Trade you, not someone else!

My trade on GERN today is one I don’t want to forget anytime soon.  There are so many lessons to be learned here that I had to write a blog post on it. (Chart is below)

  1.  I entered in here with 1/3 size.  I entered because really liked that reject after the open shove.  My plan was to add if it rejected HOD again to get to my full size.  If you have been watching my charts for some time on twitter you know that if it breaks that HOD on an early entry like that I always exit the position for the small loss.  I do this because if your wrong after that first candle they can really run. This time however I decided to hold and give it until $5… and that is where I deviated from me and tried to trade Alex.  I remembered what he said yesterday, first entry is FOMO second is usually right.”  I thought, yeah that is the case for me some times to, so I will just hold this time.  BIG MISTAKE!!!!  I traded Alex at this point not me.
  2. I added at 5 and my avg was now $4.89.  I added another 1/3 so I was in 2/3.  What I did do right at that point was I told myself I would not add again until the stuff.  But as it kept pushing I started to really regret my choice.  My unrealized loss was getting very large and was larger then acceptable for my trading size right now.  It risked whipping out 1/2 my month or more!  I was getting nervous.  I was mad at myself too.  I stopped trading the front push of these stocks a long time ago.  I usually always wait for the stuff or reject on resistance to get in so I can have a SET RISK!  Its part of my new risk management strategy.  I was back to trading a style where there is no set risk.  I had to just wait and hope it would stuff soon.  That’s not my style any more and I was braking all kinds of my rules.
  3. Anyway, on #3 I finally got that add.  New avg .91.  Looking at the chart now it was a really nice add.  But the problem with that add is it made my risk even bigger–way to big!  After it pulled from 5 I decided that to fix the problem with my risk being to big and made my risk level 5.  It was an acceptable loss if I had to stop out and was a lower high spot.  But when it jumped backup after my add and tested the lower high I got really nervous again.
  4. The bids just kept stacking and it was looking like I was going to be wrong.  By this point I felt like I was just wishing and praying for it to work.  I was emotional from my mistakes and was regretting my choices to even hold on to this trade.  I could have got out at that massive pull for a little gain.  Why didn’t I?  I have a rule to exit my positions if I recognize that I messed up and was getting emotional.  Why was I not exiting?  So at that point when it quickly wicked to .93 with massive bids behind it on the level 2 I exited basically flat.  It was a 100% emotional exit.  I should have stuck to my new risk of $5.  Less then 1 min latter they finally pulled the bids and it started to drop.

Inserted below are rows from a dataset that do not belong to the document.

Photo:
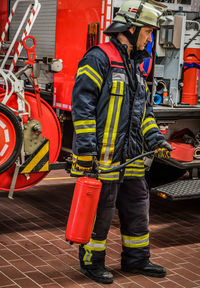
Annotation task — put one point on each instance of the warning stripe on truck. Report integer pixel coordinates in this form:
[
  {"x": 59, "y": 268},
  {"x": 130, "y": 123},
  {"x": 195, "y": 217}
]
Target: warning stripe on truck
[{"x": 38, "y": 161}]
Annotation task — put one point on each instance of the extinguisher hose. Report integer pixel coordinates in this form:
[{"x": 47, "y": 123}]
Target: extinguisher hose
[{"x": 119, "y": 167}]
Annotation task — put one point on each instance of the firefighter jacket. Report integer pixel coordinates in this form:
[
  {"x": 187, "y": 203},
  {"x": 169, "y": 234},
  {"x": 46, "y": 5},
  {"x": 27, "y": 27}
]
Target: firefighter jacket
[{"x": 111, "y": 111}]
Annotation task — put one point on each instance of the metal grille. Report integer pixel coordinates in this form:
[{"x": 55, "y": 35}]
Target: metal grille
[
  {"x": 44, "y": 28},
  {"x": 183, "y": 189}
]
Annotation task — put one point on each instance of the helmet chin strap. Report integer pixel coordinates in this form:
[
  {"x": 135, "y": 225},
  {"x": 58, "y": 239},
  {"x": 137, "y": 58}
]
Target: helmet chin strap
[{"x": 132, "y": 38}]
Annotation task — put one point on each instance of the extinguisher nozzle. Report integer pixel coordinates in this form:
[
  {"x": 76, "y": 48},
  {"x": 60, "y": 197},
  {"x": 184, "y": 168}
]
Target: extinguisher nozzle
[{"x": 70, "y": 242}]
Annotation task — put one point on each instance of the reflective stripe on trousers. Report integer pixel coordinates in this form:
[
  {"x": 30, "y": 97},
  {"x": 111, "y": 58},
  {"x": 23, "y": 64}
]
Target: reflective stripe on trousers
[{"x": 133, "y": 208}]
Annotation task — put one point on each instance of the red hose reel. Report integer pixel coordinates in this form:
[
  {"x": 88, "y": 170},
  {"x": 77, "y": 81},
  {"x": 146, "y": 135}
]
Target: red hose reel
[{"x": 50, "y": 130}]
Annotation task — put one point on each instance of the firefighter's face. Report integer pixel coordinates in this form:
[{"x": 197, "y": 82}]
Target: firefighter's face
[{"x": 144, "y": 37}]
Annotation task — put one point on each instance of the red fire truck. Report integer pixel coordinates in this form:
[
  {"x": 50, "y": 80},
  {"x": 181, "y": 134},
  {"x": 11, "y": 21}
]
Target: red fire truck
[{"x": 37, "y": 76}]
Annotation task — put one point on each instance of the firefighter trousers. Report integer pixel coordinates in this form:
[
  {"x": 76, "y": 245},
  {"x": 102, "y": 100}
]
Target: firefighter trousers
[{"x": 132, "y": 201}]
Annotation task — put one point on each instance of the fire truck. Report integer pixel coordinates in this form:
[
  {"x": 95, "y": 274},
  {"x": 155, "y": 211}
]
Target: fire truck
[{"x": 40, "y": 46}]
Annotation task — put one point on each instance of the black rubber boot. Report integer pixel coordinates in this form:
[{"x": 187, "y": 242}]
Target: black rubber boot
[
  {"x": 150, "y": 269},
  {"x": 100, "y": 275}
]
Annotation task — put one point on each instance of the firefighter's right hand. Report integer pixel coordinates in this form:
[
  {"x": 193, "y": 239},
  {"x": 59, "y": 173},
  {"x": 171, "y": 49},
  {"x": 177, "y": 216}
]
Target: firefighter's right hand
[{"x": 84, "y": 163}]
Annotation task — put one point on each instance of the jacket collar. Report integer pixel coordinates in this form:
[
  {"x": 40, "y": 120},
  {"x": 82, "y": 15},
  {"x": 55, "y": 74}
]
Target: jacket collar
[{"x": 138, "y": 56}]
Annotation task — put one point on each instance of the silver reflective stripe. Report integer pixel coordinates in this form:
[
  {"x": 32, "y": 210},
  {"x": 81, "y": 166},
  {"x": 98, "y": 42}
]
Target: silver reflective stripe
[{"x": 120, "y": 77}]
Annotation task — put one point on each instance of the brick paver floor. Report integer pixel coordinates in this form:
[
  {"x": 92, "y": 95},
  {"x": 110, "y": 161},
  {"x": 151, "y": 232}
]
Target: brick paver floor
[{"x": 34, "y": 253}]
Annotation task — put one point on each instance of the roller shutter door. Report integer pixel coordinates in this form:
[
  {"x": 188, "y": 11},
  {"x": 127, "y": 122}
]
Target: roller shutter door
[{"x": 44, "y": 28}]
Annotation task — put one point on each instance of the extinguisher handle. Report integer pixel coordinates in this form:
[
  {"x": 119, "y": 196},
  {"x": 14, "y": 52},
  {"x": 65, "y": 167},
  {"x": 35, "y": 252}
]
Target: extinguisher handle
[{"x": 119, "y": 167}]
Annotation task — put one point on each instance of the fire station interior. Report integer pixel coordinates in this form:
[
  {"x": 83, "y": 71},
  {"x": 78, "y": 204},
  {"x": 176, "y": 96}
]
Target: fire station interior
[
  {"x": 40, "y": 46},
  {"x": 35, "y": 55}
]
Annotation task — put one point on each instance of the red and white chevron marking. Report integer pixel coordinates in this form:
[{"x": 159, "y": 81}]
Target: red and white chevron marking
[{"x": 6, "y": 138}]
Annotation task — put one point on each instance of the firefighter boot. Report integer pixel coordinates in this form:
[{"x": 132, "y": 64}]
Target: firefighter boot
[
  {"x": 100, "y": 275},
  {"x": 149, "y": 269}
]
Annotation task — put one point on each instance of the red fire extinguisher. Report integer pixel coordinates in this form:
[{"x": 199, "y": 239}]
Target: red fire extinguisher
[
  {"x": 84, "y": 205},
  {"x": 191, "y": 76},
  {"x": 83, "y": 210}
]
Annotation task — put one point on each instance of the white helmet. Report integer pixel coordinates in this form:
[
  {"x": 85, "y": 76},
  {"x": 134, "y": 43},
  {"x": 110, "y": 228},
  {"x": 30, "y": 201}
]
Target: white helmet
[{"x": 136, "y": 13}]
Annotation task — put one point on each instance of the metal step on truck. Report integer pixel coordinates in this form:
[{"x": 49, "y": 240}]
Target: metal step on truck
[{"x": 40, "y": 46}]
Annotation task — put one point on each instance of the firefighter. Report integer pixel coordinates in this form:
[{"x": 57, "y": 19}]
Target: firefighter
[{"x": 113, "y": 118}]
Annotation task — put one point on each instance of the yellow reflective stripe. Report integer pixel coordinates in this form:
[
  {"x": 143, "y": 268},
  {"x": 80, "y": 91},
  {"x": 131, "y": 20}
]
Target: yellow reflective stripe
[
  {"x": 84, "y": 122},
  {"x": 45, "y": 167},
  {"x": 109, "y": 176},
  {"x": 107, "y": 127},
  {"x": 135, "y": 242},
  {"x": 87, "y": 257},
  {"x": 149, "y": 127},
  {"x": 85, "y": 126},
  {"x": 112, "y": 121},
  {"x": 85, "y": 158},
  {"x": 148, "y": 120},
  {"x": 92, "y": 74},
  {"x": 95, "y": 245},
  {"x": 36, "y": 159},
  {"x": 86, "y": 130},
  {"x": 114, "y": 134},
  {"x": 145, "y": 107},
  {"x": 133, "y": 175}
]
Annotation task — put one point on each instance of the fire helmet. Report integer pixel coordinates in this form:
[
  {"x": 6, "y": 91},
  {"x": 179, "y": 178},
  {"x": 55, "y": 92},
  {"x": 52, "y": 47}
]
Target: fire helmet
[{"x": 136, "y": 13}]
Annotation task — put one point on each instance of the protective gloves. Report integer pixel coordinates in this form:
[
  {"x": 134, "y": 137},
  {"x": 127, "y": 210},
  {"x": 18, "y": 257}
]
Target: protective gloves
[
  {"x": 84, "y": 163},
  {"x": 163, "y": 150}
]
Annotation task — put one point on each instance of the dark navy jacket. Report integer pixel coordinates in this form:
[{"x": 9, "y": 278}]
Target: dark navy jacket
[{"x": 111, "y": 110}]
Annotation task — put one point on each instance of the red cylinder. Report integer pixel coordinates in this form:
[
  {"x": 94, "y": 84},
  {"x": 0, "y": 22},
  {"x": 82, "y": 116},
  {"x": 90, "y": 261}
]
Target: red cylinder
[
  {"x": 83, "y": 210},
  {"x": 191, "y": 76}
]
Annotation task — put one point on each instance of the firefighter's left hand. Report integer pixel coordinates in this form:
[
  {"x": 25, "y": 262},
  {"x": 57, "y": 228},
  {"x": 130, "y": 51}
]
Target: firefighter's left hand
[
  {"x": 163, "y": 150},
  {"x": 84, "y": 163}
]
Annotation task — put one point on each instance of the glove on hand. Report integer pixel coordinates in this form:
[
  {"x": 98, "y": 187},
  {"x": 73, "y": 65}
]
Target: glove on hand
[
  {"x": 163, "y": 150},
  {"x": 165, "y": 145},
  {"x": 84, "y": 163}
]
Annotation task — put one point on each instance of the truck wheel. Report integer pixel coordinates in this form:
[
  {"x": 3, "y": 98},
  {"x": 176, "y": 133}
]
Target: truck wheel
[{"x": 11, "y": 138}]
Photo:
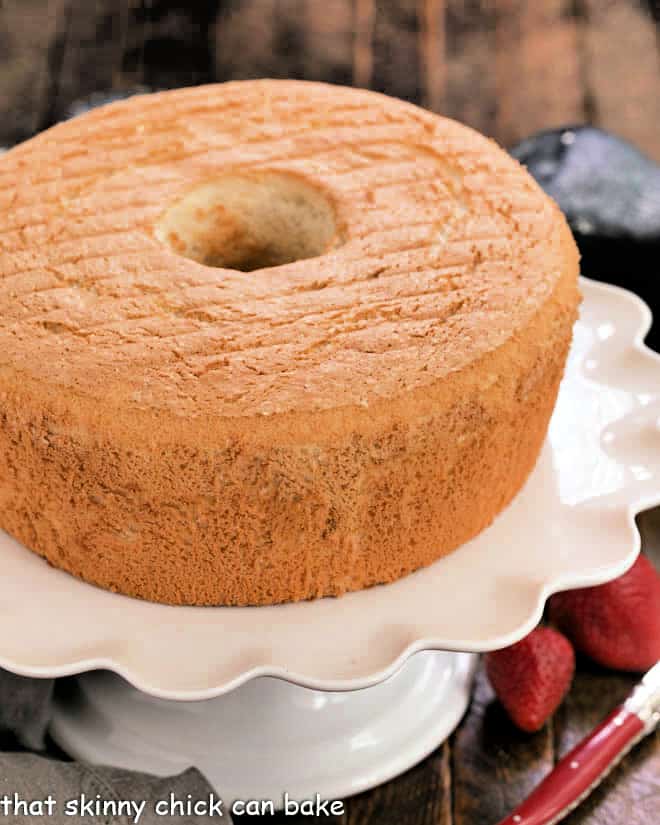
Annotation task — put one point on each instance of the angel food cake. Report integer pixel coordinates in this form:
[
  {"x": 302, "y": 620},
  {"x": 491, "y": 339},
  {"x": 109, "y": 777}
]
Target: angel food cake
[{"x": 270, "y": 340}]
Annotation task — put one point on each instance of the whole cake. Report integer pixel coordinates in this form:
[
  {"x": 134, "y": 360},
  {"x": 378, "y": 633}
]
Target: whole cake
[{"x": 270, "y": 340}]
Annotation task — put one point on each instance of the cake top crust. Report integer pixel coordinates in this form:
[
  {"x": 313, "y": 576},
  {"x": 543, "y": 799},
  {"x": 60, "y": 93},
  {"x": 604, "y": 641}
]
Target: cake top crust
[{"x": 263, "y": 247}]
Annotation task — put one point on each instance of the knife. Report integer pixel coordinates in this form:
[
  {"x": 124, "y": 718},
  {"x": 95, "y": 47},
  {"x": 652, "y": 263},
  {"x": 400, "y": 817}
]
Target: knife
[{"x": 583, "y": 768}]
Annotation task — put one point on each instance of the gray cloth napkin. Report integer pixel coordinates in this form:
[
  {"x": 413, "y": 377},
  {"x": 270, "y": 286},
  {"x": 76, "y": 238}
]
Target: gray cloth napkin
[{"x": 28, "y": 778}]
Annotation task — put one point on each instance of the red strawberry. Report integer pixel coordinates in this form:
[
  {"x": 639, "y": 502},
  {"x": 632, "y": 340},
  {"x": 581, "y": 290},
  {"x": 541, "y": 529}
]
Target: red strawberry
[
  {"x": 617, "y": 624},
  {"x": 532, "y": 677}
]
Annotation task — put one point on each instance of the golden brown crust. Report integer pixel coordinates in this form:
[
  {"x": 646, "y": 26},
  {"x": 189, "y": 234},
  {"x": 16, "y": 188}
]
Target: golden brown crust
[{"x": 199, "y": 435}]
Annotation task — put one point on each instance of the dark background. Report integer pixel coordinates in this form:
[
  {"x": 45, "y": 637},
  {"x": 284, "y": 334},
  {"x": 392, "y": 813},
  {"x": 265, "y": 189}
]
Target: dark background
[{"x": 508, "y": 68}]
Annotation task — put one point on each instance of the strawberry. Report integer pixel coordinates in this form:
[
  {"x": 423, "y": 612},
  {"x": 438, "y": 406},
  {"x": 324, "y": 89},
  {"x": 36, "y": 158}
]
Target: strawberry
[
  {"x": 532, "y": 677},
  {"x": 616, "y": 624}
]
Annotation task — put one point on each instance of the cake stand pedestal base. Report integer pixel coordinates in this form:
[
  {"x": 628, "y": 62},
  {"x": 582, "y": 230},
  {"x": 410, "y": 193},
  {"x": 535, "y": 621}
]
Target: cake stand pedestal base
[{"x": 269, "y": 736}]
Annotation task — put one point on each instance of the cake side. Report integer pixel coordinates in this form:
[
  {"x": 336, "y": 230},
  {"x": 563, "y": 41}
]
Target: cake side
[
  {"x": 247, "y": 523},
  {"x": 267, "y": 341}
]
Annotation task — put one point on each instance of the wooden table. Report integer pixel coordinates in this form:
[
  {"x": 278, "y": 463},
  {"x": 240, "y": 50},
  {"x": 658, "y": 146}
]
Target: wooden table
[{"x": 507, "y": 67}]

I don’t share this because there is something wrong with Alex’s style.  Quite the contrary.  His style obviously works well for him.  But the point is I started to trade what I thought was his approach instead of what is my style, system and rules.  That’s just as bad as follow the leader trades in those pump and dump rooms. Trading Alex and not me today caused me to take a monetary risk I could not afford.  It caused me to be emotional and not make smart decisions–that exit being a PERFECT example of emotional trading. It caused me to ignore my safeguards and rules.  The key takeaway here is you can learn from others, but you have to take their teaching and make them your own!!  You have to trade in a way that works for you and that is appropriate for your account and risk tolerance.  Now had I taken his advice in the contexts of my rules, risk and sizing things would have been much different for me today.  It’s easy to want to replicate someone else because you want to replicate their gains.  But trading doesn’t work that way.  No highly successful trader will tell you they are successful because they try to replicate someone else every day.  They learned from others but then took those things and made a system that works for them.  Trade YOU, not someone else!